Scientific classification
- Kingdom: Animalia
- Phylum: Chordata
- Class: Actinopterygii
- Order: Lampriformes
- Family: Trachipteridae
- Genus: Zu
- Species: Z. elongatus
- Binomial name: Zu elongatus Heemstra & Kannemeyer, 1984

= Zu elongatus =

- Authority: Heemstra & Kannemeyer, 1984
- Conservation status: LC

Species of ray-finned fish

Zu elongatus, or the taper-tail ribbonfish, is a species of ray-finned fish within the family Trachipteridae. The species distribution is poorly known, and while it likely lives in temperate and tropical waters of all oceans, but has only been encountered in the Atlantic Ocean- off the coasts of Namibia and the western Cape of South Africa- and in the Pacific Ocean off New Zealand. It inhabits mesopelagic waters up to 1200 m below sea level. Other common names for this species include "scalloped dealfish" and spitsstert-lintvis in Afrikaans.

== Biology ==
Zu elongatus grows to a length of 120 cm and has a silvery grey coloration with bars along the sides. The pelvic fins of adults are bright red. The dorsal fins lack spines but are composed of 142-147 soft rays. Juveniles are epipelagic, spending time near the surface, and have trailing, elongated dorsal and pelvic fins that mimic siphonophores and jellyfish. The diet of the species consists of crustaceans, small fish and squid. Eggs of Zu elongatus are large and free floating with a bright red coloration.

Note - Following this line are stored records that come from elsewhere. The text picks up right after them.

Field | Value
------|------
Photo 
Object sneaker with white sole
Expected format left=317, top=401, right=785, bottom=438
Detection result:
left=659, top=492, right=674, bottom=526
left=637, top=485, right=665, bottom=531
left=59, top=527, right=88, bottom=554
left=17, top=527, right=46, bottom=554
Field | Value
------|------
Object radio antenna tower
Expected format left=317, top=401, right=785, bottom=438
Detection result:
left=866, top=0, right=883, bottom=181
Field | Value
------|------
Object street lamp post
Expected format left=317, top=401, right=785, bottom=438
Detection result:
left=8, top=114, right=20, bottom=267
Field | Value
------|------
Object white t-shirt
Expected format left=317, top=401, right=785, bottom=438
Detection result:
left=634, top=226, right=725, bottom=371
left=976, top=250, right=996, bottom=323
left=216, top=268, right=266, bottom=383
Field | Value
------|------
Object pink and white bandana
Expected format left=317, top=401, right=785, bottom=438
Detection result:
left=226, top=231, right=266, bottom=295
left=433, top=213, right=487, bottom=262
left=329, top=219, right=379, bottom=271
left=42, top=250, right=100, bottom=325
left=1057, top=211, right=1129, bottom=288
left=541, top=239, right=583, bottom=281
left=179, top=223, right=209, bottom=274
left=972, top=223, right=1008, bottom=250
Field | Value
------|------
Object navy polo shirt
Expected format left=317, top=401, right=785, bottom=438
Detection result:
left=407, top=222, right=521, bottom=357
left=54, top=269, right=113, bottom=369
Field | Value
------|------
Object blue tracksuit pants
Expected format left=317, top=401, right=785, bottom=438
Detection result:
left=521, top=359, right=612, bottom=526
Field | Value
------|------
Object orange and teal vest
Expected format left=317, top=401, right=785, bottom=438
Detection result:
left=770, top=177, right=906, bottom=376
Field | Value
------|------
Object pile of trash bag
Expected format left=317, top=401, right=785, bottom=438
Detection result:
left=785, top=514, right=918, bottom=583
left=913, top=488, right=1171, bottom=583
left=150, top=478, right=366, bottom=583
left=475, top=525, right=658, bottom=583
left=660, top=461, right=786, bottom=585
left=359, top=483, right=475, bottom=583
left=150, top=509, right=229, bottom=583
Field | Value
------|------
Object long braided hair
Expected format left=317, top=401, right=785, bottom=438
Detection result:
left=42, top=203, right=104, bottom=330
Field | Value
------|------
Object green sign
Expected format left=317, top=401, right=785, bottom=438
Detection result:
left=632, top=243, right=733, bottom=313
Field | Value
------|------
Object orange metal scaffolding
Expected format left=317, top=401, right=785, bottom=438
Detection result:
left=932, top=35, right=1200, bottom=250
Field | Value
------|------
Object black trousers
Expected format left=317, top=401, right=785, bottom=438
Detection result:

When preserved in alcohol, the bodies of adults are generally tan in color, with a dark triangular area on the front of the head that extends onto the lips and the gular area. The posterior part of the dorsal fin and caudal fin are black, to the base of the latter is pale.

== Conservation ==
Zu elongatus has been classified as a 'Least concern' species by the IUCN Red List, as despite having little information about its population and ecology, there are no major threats to any of its populations.